In their defense, petitioner, et al. claimed that Battung’s death should be properly deemed a fortuitous event.

The RTC ruled in favor of the Heirs of Battung.

Petitioner, et al. appealed to the CA.

The CA affirmed the ruling of the RTC in toto. It held that the killing of Battung cannot be deemed as a fortuitous event, considering that such killing happened right inside petitioner’s bus and that petitioner, et al. did not take any safety measures in ensuring that no deadly weapon would be smuggled inside the bus.

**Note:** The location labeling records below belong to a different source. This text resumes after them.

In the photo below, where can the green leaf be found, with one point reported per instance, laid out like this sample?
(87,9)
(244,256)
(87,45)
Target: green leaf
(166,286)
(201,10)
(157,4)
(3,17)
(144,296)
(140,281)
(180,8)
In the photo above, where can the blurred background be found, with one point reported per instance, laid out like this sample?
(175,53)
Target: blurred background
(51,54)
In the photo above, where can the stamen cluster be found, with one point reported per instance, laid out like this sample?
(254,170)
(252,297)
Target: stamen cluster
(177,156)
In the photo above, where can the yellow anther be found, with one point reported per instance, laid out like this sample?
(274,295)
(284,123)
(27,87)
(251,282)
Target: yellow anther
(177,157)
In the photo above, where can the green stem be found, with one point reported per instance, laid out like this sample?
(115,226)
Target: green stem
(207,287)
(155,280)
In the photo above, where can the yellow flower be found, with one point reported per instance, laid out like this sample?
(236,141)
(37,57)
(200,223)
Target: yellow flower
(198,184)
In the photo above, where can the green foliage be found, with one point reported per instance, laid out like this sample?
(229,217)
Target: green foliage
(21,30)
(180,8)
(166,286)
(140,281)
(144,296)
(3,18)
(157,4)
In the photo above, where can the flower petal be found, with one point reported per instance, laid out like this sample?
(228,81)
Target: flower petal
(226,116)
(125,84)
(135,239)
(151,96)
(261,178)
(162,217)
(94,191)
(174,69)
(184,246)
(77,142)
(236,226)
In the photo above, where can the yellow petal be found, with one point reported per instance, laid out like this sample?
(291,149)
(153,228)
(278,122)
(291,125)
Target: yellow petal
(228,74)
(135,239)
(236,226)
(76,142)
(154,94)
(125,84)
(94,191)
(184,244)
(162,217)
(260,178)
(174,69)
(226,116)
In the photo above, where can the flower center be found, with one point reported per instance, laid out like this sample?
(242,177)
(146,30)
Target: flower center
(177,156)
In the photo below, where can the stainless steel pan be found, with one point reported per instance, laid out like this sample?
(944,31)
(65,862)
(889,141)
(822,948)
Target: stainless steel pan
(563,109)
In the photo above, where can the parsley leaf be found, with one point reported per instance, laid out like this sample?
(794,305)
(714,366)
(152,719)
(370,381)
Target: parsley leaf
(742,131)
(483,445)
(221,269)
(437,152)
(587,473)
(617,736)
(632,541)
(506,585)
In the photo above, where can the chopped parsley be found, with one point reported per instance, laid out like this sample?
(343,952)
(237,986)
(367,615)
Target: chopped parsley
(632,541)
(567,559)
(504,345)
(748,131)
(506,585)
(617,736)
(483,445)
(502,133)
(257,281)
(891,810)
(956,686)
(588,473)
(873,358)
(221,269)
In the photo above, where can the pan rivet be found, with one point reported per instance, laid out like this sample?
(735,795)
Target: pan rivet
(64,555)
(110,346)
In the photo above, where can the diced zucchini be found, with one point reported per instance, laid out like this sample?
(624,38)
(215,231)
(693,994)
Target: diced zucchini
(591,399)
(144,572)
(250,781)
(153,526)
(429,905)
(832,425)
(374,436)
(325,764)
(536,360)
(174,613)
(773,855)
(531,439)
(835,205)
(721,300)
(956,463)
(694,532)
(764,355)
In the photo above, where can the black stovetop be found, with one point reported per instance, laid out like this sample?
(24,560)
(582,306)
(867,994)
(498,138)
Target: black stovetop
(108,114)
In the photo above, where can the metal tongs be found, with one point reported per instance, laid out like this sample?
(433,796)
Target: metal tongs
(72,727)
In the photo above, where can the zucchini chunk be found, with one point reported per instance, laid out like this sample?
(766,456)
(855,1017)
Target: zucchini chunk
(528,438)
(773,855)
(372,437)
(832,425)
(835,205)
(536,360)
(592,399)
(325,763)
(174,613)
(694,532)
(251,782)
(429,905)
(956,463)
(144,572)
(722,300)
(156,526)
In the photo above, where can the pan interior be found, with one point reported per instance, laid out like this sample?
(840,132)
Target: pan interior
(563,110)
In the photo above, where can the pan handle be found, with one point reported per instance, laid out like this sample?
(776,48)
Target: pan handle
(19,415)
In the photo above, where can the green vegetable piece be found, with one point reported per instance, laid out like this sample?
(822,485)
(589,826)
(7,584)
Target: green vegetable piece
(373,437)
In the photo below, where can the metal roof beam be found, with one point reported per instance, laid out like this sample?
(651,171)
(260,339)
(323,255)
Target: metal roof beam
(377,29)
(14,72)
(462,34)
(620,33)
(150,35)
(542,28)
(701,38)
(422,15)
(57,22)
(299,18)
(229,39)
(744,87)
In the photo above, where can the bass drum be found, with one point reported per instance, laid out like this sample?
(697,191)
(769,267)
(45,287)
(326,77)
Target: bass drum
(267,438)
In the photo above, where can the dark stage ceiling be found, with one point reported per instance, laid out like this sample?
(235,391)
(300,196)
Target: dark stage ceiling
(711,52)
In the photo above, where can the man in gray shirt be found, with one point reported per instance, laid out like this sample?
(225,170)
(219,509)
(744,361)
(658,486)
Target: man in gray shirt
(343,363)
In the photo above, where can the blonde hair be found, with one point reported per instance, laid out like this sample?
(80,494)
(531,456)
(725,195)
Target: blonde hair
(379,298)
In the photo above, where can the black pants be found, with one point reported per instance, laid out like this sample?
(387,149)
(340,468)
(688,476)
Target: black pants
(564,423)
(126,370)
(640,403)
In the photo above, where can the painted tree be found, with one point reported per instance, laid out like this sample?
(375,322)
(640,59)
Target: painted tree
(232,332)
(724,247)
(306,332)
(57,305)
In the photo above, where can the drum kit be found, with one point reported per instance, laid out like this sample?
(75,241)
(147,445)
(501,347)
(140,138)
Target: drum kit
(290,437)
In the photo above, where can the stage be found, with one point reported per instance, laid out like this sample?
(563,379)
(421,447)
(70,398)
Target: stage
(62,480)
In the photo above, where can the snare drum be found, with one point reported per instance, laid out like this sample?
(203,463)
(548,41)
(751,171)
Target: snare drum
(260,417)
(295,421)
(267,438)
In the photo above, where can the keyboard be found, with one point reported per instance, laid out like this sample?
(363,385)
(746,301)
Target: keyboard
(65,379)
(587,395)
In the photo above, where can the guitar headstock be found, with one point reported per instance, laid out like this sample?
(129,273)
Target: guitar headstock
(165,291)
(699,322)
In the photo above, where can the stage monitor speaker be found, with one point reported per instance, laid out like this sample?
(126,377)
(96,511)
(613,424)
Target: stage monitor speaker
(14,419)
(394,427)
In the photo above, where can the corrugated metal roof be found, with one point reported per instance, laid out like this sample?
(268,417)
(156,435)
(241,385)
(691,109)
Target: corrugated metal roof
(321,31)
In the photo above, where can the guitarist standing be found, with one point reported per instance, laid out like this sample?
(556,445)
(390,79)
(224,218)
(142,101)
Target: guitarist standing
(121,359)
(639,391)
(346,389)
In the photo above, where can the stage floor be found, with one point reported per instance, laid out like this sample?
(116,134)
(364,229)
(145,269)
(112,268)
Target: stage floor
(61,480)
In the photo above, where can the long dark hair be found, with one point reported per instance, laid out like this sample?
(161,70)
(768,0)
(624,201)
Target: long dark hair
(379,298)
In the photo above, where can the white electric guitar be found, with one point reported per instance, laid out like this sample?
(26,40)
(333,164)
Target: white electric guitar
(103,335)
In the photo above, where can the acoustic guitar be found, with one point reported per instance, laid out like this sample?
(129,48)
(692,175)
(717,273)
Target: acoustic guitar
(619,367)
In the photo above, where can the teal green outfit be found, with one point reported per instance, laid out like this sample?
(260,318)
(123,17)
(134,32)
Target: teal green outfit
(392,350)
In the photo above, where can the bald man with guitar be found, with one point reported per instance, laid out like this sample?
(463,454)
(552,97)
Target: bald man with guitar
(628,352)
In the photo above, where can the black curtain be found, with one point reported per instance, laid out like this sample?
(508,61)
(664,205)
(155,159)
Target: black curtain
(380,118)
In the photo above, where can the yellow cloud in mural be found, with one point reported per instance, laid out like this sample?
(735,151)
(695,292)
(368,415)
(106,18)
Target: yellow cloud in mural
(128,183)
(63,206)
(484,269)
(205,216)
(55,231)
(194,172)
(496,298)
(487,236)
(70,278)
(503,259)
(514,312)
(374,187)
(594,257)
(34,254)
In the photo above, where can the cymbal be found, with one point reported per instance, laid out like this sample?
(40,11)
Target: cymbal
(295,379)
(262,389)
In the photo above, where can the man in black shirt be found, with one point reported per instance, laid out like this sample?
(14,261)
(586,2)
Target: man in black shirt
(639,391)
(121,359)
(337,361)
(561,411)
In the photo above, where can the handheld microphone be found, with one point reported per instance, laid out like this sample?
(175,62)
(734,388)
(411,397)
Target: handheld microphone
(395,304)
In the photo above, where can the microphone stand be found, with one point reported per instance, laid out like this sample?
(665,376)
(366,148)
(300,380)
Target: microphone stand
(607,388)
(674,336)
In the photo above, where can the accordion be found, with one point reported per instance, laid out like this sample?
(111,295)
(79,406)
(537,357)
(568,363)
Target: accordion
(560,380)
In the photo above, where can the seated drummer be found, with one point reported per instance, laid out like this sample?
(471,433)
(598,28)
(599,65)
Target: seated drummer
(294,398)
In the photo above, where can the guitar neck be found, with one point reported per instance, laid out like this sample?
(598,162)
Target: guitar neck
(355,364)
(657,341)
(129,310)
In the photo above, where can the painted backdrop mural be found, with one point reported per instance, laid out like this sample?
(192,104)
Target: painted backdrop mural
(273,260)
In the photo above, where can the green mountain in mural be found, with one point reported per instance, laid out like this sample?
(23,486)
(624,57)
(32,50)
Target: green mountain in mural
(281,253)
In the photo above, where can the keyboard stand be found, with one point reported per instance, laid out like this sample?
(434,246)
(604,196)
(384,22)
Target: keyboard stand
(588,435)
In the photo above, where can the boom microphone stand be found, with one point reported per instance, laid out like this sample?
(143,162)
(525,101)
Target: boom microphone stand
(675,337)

Aggrieved, petitioner moved for reconsideration which was, however, denied; hence, the instant petition.

ISSUE:

Whether or not the petitioner is liable for damages to respondent arising from culpa contractual.

RULING:

The petition is meritorious.

The law exacts from common carriers the highest degree of diligence in ensuring the safety of its passengers.

In this relation, Article 1756 of the Civil Code provides that “[i]n case of death of or injuries to passengers, common carriers are presumed to have been at fault or to have acted negligently, unless they prove that they observed extraordinary diligence as prescribed in Articles 1733 and 1755.” This disputable presumption may also be overcome by a showing that the accident was caused by a fortuitous event.

The foregoing provisions notwithstanding, it should be pointed out that the law does not make the common carrier an insurer of the absolute safety of its passengers.

Article 1755 of the Civil Code qualifies the duty of extraordinary care, vigilance[,] and precaution in the carriage of passengers by common carriers to only such as human care and foresight can provide.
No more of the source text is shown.